Dan Steele knows what a long day in court is like. So he was extra appreciative on Wednesday that former President Donald Trump journeyed to New Hampshire after spending the day in a New York courtroom, where he sat defiantly during his trial to determine damages for defaming a magazine writer after she accused him of sexual assault.


What You Need To Know

  • Former President Donald Trump is cramming campaigning and court into a single day

  • That led him to be more than two hours late for a rally in Portsmouth, New Hampshire, after he spent the day in court in New York

  • Trump held a press conference in Manhattan complaining the judge presiding over his defamation trial was biased

  • Trump has long built his Republican primary campaign around his legal woes

  • He claims he's being persecuted by Democrats and says he has done nothing wrong

A retired trial lawyer for the Justice Department, Steele said he hasn't dug into the details of the wide array of cases against Trump. That includes four prosecutions — including two by Steele's former employer — plus the defamation lawsuit, which comes on the heels of a $5 million verdict for E. Jean Carroll in her initial sexual assault lawsuit against Trump, plus a fraud case filed by the New York Attorney General's office. But Steele dismissed them as "all campaign interference by the Democrats because they can't beat him any other way."

"Every time he goes into a courtroom," Steele, 75, who retired in 2016, said approvingly of Trump, "he always comes out with more support."

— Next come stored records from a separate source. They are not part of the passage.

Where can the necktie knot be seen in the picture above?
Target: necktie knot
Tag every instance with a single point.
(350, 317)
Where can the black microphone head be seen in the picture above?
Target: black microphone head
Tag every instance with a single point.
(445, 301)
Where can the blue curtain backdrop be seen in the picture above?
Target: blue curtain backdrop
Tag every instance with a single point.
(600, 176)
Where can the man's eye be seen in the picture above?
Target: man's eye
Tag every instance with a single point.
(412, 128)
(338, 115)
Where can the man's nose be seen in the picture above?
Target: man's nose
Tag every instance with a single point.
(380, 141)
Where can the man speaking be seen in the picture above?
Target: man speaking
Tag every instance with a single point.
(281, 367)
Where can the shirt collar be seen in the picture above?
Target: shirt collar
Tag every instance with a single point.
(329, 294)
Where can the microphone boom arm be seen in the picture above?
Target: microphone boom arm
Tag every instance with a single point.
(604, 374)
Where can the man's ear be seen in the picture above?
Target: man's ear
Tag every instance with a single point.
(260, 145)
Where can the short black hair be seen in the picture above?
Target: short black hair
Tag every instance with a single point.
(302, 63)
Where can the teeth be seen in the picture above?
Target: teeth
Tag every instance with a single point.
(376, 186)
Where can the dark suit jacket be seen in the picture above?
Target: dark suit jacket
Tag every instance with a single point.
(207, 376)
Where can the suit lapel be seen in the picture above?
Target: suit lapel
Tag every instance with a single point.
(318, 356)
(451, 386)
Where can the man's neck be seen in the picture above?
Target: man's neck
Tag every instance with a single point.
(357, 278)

Steele and a few hundred other supporters spent hours waiting for Trump, who delayed his New Hampshire appearance to hold a late-afternoon news conference after court concluded in which he slammed the judge in the case as "a radical Trump-hater."

The former president spoke more than two hours later than scheduled in a location that was much smaller than his normal venue — a hotel ballroom that could only accommodate some 300 people. He concluded his long day with a rambling speech that lasted more than an hour.

He mocked his rivals in the primary, Florida Gov. Ron DeSantis and former South Carolina Gov. Nikki Haley. Then he quickly went off-message, touting a cognitive test he took as president, his administration's campaign against the Islamic State group and other familiar themes. Eventually he came around to bemoaning his legal woes.

"You know I've been indicted more than Al Capone," Trump told the crowd. "You ever heard of Al Capone? Probably the greatest mobster of them all."

The scene in New Hampshire was a somewhat surreal early look at the coming campaign, in which the front-runner for the Republican presidential nomination is still scheduled to face his first criminal trial on March 5, which is also known as Super Tuesday because 14 states vote in the nominating contest. While that trial start date may be delayed, Trump will have to juggle stump speeches and his legal defense throughout the year as he did on Wednesday.

Trump has made his legal woes a centerpiece of his presidential primary campaign, and his voters don't seem fazed by his increasingly confrontational approach to the U.S. justice system. Last week, as his rivals crisscrossed first-in-the-nation Iowa before Monday's caucuses, Trump largely stayed in New York and Washington, attending legal proceedings in two cases against him and making sure his voters saw him as fighting back against persecution. He won Iowa with 51% of the caucus vote.

New Hampshire is the next state in the Republican nominating contest, and Trump seems intent on mixing court with campaigning. On Wednesday, Trump was warned by the judge in the case that he'd be tossed from the courtroom if he kept talking while Carroll testified.

"I would love it," Trump replied.

The crowd in New Hampshire cheered wildly as Trump came onstage and hooted warmly at some of his standard campaign lines. Trump was in an obvious good mood, enjoying back and forth with a receptive crowd after a day of being forced to sit still and admonished to keep quiet in court.

"Would you trust Joe Biden to run your store while you go off to New Hampshire to find a small hill to go skiing?" Trump asked at one point, riffing on his likely Democratic rival in November like a standup comic.

Later, he quipped about former President Jimmy Carter, who is currently in hospice care in Georgia with terminal cancer. "He's happy because his presidency is now considered brilliant in comparison to Joe Biden," Trump said.

At one point, after Trump quoted praise from his former White House physician, now a Republican congressman from Texas and a fierce Biden critic, the crowd burst out laughing. "That's Ronny Jackson of Texas," Trump said, as if he was crediting a fellow performer on stage.

Eventually, as Trump's speech extended past an hour, the ballroom grew stuffy and people began to trickle out.

Attendees had waited outside for hours in 20-degree New Hampshire weather before having to wait hours more inside. But they were sympathetic to Trump, echoing his often-repeated arguments about what he contends is his legal persecution.

"I think it's disgusting what they're doing to him, but he's doing what he has to do," said Beverly Rider, who traveled from next-door Maine to the Portsmouth hotel Wednesday morning to begin waiting for Trump. "He's doing it for us."